More radically, Gunkel suggests we might adopt proposals to decentre the system; instead of working with fixed Cartesian individuals we might try to grant each element in the moral system the rights and responsibilities appropriate to it at the time (I’m not sure exactly how that plays out in real situations); or we could modify and distribute our conception of agency. There is an even more radical possibility which Gunkel clearly finds attractive in the ethics of Emmanuel Levinas, which makes both agency and patiency secondary and derived while ethical interactions become primary, or to put it more accurately:

The self or the ego, as Levinas describes it… becomes what it is as a by-product of an uncontrolled and incomprehensible exposure to the face of the Other that takes place prior to any formulation of the self in terms of agency.

I warned you this was going to get a bit Continental – but actually making acts define the agent rather than the other way about may not be as unpalatably radical as all that.
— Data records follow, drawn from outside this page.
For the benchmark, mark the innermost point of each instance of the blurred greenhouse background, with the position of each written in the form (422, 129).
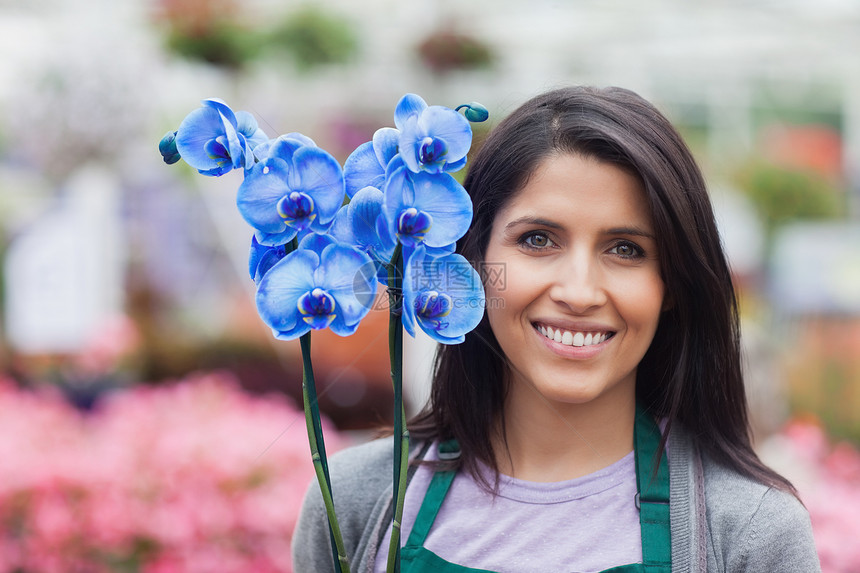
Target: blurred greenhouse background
(148, 420)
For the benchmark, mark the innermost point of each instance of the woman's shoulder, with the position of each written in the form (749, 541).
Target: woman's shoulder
(754, 526)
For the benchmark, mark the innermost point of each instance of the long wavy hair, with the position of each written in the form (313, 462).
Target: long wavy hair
(691, 374)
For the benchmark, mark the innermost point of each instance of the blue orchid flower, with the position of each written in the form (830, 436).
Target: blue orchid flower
(322, 284)
(167, 148)
(297, 186)
(360, 223)
(433, 139)
(443, 296)
(263, 257)
(433, 209)
(365, 167)
(214, 140)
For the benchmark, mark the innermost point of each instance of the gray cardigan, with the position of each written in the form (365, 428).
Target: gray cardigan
(720, 521)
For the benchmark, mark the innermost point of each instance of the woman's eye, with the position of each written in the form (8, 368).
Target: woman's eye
(536, 241)
(627, 250)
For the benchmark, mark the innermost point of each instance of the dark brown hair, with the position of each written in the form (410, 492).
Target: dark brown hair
(691, 373)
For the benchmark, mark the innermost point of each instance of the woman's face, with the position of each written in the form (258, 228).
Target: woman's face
(582, 292)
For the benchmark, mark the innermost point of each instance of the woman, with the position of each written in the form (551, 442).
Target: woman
(596, 418)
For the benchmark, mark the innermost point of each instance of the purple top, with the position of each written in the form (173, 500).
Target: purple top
(586, 524)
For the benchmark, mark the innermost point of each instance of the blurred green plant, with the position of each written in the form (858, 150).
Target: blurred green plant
(314, 37)
(445, 50)
(222, 43)
(208, 31)
(783, 194)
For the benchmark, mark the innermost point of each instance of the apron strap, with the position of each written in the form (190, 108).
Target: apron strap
(435, 495)
(653, 497)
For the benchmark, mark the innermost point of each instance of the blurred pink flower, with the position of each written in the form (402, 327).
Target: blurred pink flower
(195, 476)
(832, 496)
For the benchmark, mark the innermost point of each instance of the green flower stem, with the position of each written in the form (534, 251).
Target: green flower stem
(401, 449)
(315, 438)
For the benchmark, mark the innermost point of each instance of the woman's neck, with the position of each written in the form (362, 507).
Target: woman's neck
(546, 442)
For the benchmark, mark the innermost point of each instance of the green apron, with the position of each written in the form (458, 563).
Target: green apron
(652, 500)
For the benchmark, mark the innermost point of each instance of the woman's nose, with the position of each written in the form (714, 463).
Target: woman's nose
(578, 283)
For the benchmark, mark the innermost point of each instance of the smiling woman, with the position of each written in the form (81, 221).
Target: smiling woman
(595, 420)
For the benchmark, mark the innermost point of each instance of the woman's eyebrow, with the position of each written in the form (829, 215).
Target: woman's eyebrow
(538, 221)
(634, 231)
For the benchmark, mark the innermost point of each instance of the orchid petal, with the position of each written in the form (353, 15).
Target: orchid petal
(362, 169)
(440, 196)
(385, 144)
(452, 285)
(280, 289)
(260, 192)
(319, 175)
(408, 106)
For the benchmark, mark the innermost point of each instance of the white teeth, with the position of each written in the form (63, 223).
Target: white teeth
(569, 338)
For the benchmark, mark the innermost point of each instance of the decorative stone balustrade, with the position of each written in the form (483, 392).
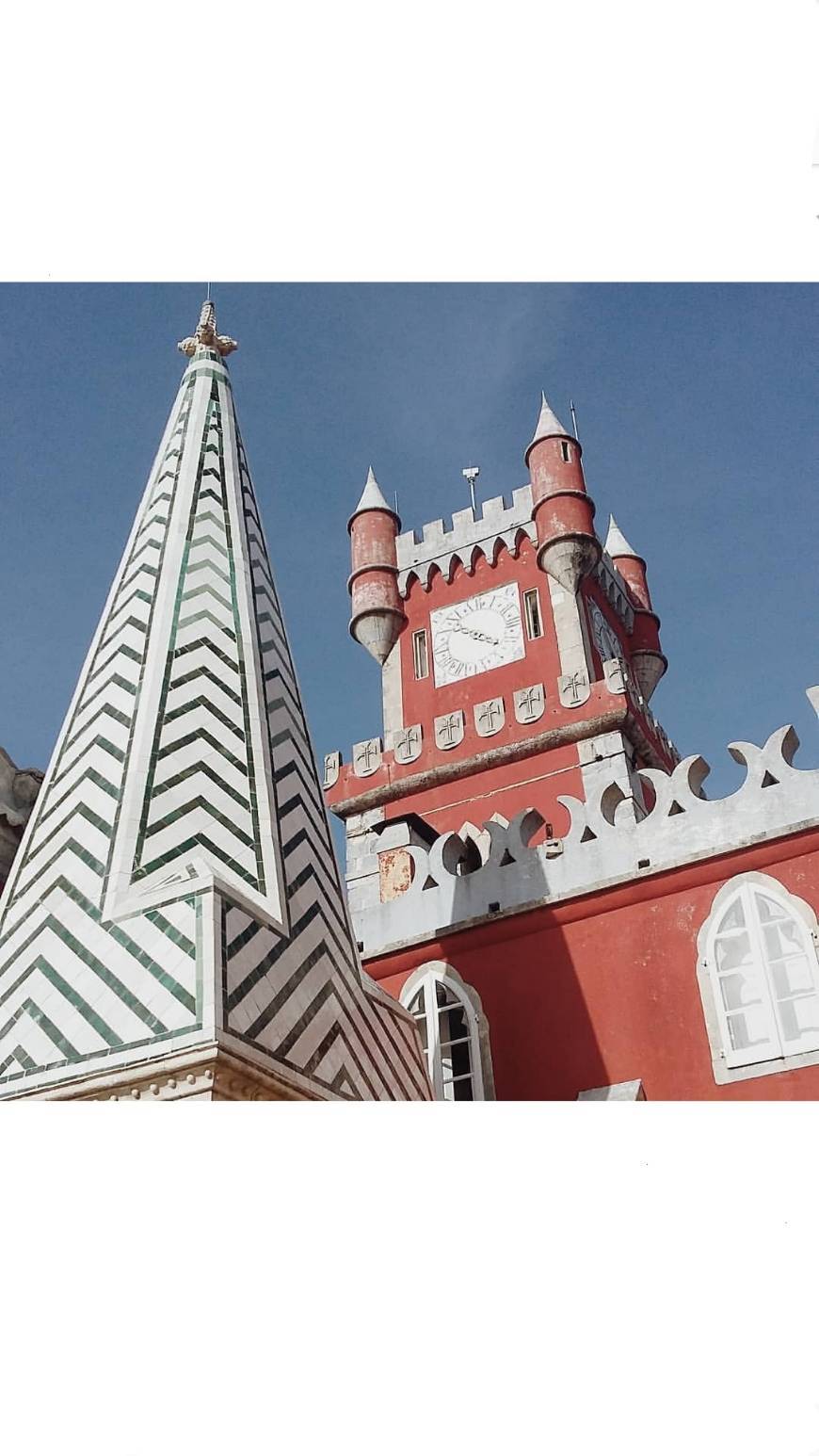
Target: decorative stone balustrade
(466, 877)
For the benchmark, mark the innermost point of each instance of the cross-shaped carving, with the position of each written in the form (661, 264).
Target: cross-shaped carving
(367, 753)
(488, 714)
(575, 686)
(450, 727)
(410, 740)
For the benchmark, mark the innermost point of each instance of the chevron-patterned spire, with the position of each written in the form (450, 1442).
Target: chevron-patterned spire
(173, 922)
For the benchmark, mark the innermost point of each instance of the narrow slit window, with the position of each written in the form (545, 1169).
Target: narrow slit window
(531, 606)
(419, 654)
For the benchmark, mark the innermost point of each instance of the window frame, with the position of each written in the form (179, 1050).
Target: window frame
(528, 594)
(707, 979)
(419, 634)
(428, 976)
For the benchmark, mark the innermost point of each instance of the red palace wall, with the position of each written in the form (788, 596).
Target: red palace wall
(602, 989)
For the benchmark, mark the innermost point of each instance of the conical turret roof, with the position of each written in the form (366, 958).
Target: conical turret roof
(547, 424)
(176, 888)
(616, 543)
(373, 500)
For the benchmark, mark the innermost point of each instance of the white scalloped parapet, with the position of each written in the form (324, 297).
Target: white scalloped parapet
(437, 546)
(608, 842)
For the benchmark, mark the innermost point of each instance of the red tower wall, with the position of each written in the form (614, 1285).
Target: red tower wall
(602, 989)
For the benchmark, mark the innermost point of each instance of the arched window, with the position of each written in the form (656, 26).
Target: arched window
(758, 952)
(453, 1032)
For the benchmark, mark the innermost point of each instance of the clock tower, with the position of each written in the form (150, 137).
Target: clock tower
(518, 655)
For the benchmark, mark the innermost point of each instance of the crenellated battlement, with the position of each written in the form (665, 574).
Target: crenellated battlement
(498, 523)
(466, 877)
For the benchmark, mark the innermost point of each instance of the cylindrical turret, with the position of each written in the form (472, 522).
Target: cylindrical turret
(646, 654)
(377, 609)
(563, 511)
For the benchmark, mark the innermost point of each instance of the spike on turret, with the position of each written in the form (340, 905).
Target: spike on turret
(563, 511)
(646, 655)
(377, 610)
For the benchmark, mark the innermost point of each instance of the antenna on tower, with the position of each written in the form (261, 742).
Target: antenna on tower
(470, 475)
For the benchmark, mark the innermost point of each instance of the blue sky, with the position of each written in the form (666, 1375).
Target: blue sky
(696, 405)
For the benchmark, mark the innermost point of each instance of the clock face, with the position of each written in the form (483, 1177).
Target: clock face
(607, 641)
(476, 635)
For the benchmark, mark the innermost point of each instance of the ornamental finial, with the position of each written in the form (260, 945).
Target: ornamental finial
(207, 336)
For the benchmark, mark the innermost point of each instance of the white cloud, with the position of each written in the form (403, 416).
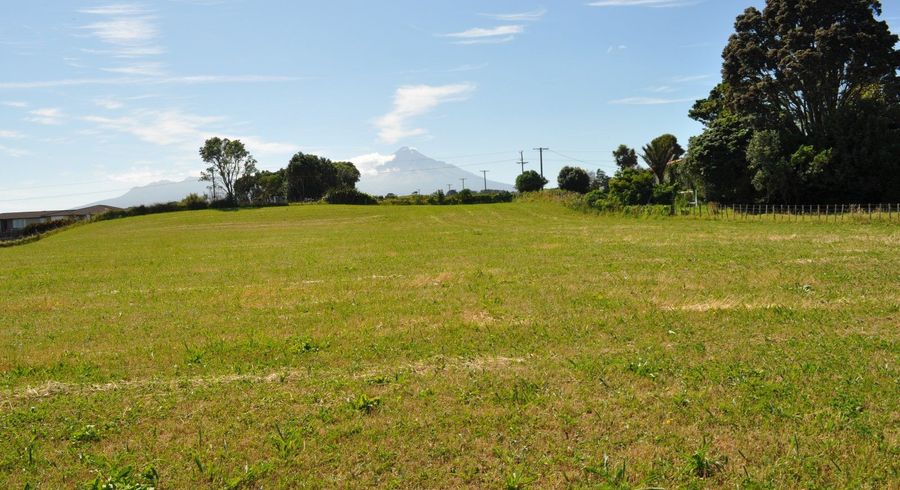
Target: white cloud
(371, 163)
(176, 80)
(160, 127)
(691, 78)
(650, 101)
(182, 130)
(256, 145)
(643, 3)
(13, 135)
(109, 103)
(129, 29)
(531, 16)
(489, 35)
(14, 152)
(142, 69)
(468, 67)
(411, 101)
(48, 116)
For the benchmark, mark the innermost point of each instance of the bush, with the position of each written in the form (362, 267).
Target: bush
(349, 196)
(632, 186)
(38, 228)
(530, 181)
(574, 179)
(194, 201)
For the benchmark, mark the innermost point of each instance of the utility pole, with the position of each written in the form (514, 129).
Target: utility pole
(522, 161)
(542, 150)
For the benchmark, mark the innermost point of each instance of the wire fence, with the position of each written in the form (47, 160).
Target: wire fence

He clearly likes Levinas’ drift, anyway, and perhaps even better Silvia Benso’s proposed ‘mash-up’ which combines Levinasian non-ethics with Heideggerian non-things (tempting but a little unfair to ask what kind of sense that presumably makes).

Actually the least appealing proposal reported by Gunkel, to me at least, is that of Anne Foerst, who would reduce personhood to a social construct which we assign or withhold: this seems dangerously close to suggesting that say, concentration camp guards can actually withdraw real moral patienthood from their victims and hence escape blame (I’m sure that’s not what she actually means).

However, on the brink of all this heady radicalism Gunkel retreats to common sense. At the beginning of the book he suggested that Descartes could be seen as ‘the bad guy’ in his reduction of animals to the status of machines and exclusion of both from the moral realm; but perhaps after all, he concludes, we are in the end obliged to imitate Descartes’ provisional approach to life, living according to the norms of our society while the philosophical issues resist final resolution. This gives the book a bit of a dying fall and cannot but seem a  bit of a cop-out.

Overall, though, the book provides a galaxy of challenging thought to which I haven’t done anything like justice and Gunkel does a fine job of lucid and concise exposition. That said, I don’t find myself in sympathy with his outlook. For Gunkel and others in his tradition the ethical question is essentially political and under our control: membership of the moral sphere is something that can be given or not given rather like the franchise. It’s not really a matter of empirical or scientific fact, which helps explain Gunkel’s willingness to use fictional examples and his relative lack of interest in what digital computers actually can and cannot do. While politics and social convention are certainly important aspects of the matter, I believe we are also talking about real, objective capacities which cannot be granted or held back by the fiat of society any more than the ability to see or speak. To put it in a way Gunkel might find more congenial: when ethnic minorities and women are granted equal moral status, it isn’t simply an arbitrary concession of power, the result of a social tug-of-war but the recognition of hard facts about the equality of human moral capacity.

Myself I should say that moral agency is very largely a matter of understanding what you are doing; an ability to allow foreseen contingencies to influence current action. This is something machines might well achieve: arguably the only reason they haven’t got it already is an understandable human reluctance to trust free-ranging computational decision-making given an observable tendency for programs to fail more disastrously and less gracefully than human minds.

Moral patienthood on the other hand is indeed partly a matter of matter of the ability to experience pain and other forms of suffering, and that is problematic for machines; but it’s also a matter of projects and wishes, and machines fall outside consideration here because they simply don’t have any. They literally don’t care, and hence they simply aren’t in the game.

That seems to leave me with machines that I should praise and blame but need not worry about harming: should be good for a robot butler anyway.